Teresa and I take the metro back together after work. She tells me she considers me to be a good man and I hold back tears with all my might. I’ve heard this before. Others have told me they consider me a good human being despite all I admit to having done and continue to do. If only I could believe them. If only I could not be so ashamed of who I am.
Teresa, Chris and I have lunch at JoJo’s restaurant and immediately I begin drinking. I secure a plane ticket for a flight out tonight at two in the morning. The mood is cheerful and we all say goodbye. Chris gives me a card where he has hand written all his contact information and I am deeply moved by this gesture.
On the patio of the hotel I sit with young Annie from Virginia as I continue drinking beer. Long flowing conversation eventually leads into theories on stereotypes, political correctness, and the inherent guilt most white Americans carry. Or at least I do and I am first generation American. Stereotypes usually don’t come out of the blue, she tells me, and the truth is there are many ugly parts of this world.

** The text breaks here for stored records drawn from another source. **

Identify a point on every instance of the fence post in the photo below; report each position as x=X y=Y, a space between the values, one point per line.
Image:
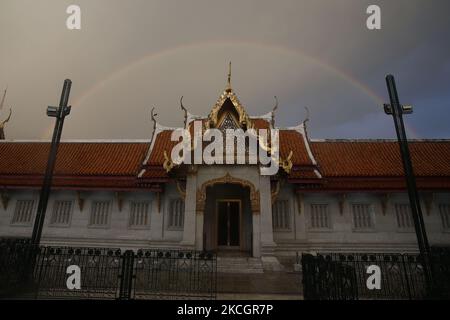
x=126 y=275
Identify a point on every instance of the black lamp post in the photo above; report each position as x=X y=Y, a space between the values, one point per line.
x=397 y=110
x=59 y=113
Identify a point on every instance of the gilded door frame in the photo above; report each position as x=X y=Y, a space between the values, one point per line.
x=216 y=229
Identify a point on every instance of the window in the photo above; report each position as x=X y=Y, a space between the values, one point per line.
x=281 y=218
x=100 y=211
x=62 y=211
x=23 y=213
x=320 y=216
x=362 y=216
x=404 y=217
x=176 y=214
x=139 y=214
x=444 y=209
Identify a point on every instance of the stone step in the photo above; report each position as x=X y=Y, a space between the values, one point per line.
x=239 y=265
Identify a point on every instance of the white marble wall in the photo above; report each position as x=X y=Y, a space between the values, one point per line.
x=117 y=234
x=384 y=236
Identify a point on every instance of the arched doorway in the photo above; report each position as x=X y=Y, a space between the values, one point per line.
x=228 y=218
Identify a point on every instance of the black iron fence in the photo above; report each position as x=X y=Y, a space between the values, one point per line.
x=345 y=276
x=42 y=273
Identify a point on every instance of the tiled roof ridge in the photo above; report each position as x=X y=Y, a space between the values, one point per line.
x=80 y=141
x=378 y=140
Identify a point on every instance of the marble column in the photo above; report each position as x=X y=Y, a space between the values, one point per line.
x=189 y=231
x=267 y=243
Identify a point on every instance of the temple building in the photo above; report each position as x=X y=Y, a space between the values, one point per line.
x=327 y=195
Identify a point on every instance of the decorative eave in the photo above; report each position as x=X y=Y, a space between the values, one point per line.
x=213 y=119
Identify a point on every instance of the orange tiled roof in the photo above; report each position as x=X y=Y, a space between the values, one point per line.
x=74 y=159
x=380 y=158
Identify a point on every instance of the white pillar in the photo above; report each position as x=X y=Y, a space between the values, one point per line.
x=267 y=242
x=189 y=231
x=199 y=231
x=256 y=238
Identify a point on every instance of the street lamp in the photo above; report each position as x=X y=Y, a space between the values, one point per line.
x=59 y=113
x=397 y=110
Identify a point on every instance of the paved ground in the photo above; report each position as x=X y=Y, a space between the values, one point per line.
x=247 y=296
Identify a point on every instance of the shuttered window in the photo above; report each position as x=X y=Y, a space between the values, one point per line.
x=139 y=214
x=281 y=218
x=404 y=216
x=362 y=216
x=176 y=214
x=62 y=212
x=100 y=214
x=444 y=210
x=23 y=213
x=320 y=216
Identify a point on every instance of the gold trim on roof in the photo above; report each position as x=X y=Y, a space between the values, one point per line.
x=244 y=119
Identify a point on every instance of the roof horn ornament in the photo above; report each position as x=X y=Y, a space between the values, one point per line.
x=273 y=112
x=3 y=123
x=185 y=111
x=307 y=117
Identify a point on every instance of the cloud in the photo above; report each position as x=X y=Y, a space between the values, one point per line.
x=133 y=55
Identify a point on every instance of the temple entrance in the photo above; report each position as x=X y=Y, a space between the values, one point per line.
x=228 y=219
x=229 y=224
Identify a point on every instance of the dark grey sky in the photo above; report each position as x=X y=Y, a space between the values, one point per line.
x=130 y=55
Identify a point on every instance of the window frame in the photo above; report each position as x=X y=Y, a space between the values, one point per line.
x=289 y=216
x=398 y=228
x=372 y=215
x=149 y=214
x=58 y=225
x=109 y=218
x=311 y=228
x=32 y=218
x=169 y=211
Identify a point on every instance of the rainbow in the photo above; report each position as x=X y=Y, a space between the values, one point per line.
x=115 y=74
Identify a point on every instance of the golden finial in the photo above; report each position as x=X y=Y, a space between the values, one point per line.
x=229 y=77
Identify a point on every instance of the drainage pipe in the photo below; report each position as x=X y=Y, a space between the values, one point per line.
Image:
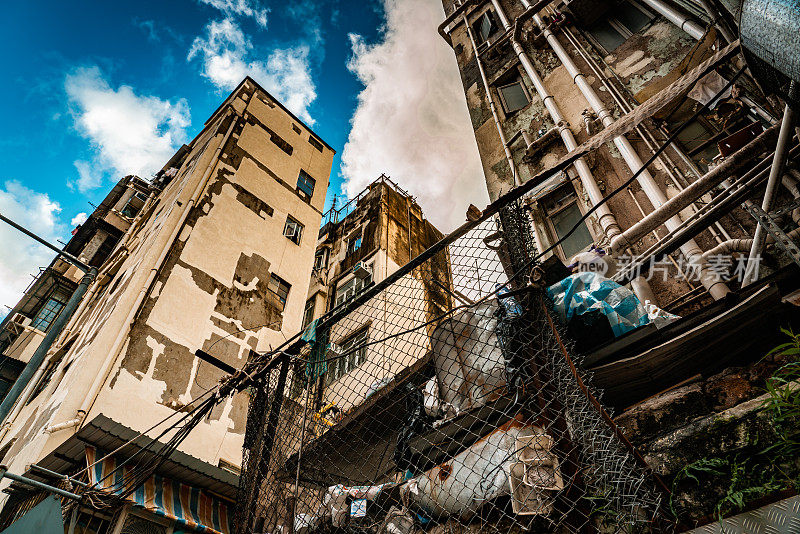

I nod in agreement and think about how rotten I really am. There is also tremendous beauty though. Amazing how exponentially my drinking and smoking pace picks up when I am lost in the ease of conversation.
I miss the Mexican girls departure while finalizing my tickets out of India. Probably better that way. I meet a good looking woman from California who is the true spirit of nomad; wandering around the world with no real intent. Simply bored with the predictable existence of life back home. I sit on the patio and admire the scene. The Spanish group, as is apparently customary for them to do, has smuggled in on their flights copious amounts of cheese and prosciutto, and they have a lively celebration. Two French girls engage in conversation and I am reminded just how attracted I am to that exotic language.
I suggest food to the California nomad and she suggests drinks instead. No need to twist my arm. At the bar we venture deep into the philosophies of the traveling community. She is stoic in her speech. I feel wildly over-animated this evening. She asks me what I want to do, what my passion is in life and I take a moment to consider. I’ve never had a heartfelt answer for this question in the past but an answer comes out of me without struggle or rehearsal.
I want to start the revolution, I tell her. I want to help free the people. If the rest of humanity is anything like me then we’ve all been lying to ourselves, and each other, for far too long. I think my revolution starts by telling the truth, by confessing all the secrets I’ve kept hidden for years. So perhaps I’ll write a book where I lay it all out; all the stories I’ve tried to forget. There is so much inside of me that needs to come out. I’m so exhausted from sucking it all in constantly and playing a different role for different audiences. I’m tired of the lies. I’m tired of the self-loathing. I’m going to talk about everything and then, when it’s done, I’ll see how I feel and where I go from there.
For the remainder of the night I hide in my room. At midnight I take a cab to the airport and leave Kolkata.